Ramzan in Old Delhi: Gosht, Kheer and Khushi
Waiting for Iftar inside Jama Masjid |
Last Sunday I went for an Iftar food walk in the bylanes of Old Delhi. I had been meaning to do this ever since I moved to the capital three years ago. I had heard how Old Delhi was the place to be at when the faithful break their fast in the shadow of the imposing Jama Masjid during the holy month of Ramzan. The place is famous for its food anyway — there are hole-in-the-wall eateries that make the most amazing kormas, niharis and kebabs, and the most gorgeous sweets and savouries.
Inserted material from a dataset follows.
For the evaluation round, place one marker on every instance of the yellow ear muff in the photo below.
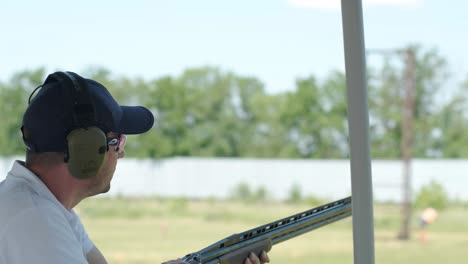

But Iftar promised to deliver Old Delhi and its stunning tastes in particularly splendorous ways. And so off I went to explore them.
My guide was Ramit Mitra, who runs the excellent Delhi By Foot heritage and food walk tours. Having interacted with Ramit before, I knew he was a connoisseur of good food. I knew he would guide us to some hidden gems (well, at any rate, hidden from Delhi newbies like me.) I had already done Puraani Dilli staples like Paranthewale Gali (overrated) or Hazarilal Jain Khurchan Wale (outstanding). Now I was all set to find a few more gastronomic hotspots.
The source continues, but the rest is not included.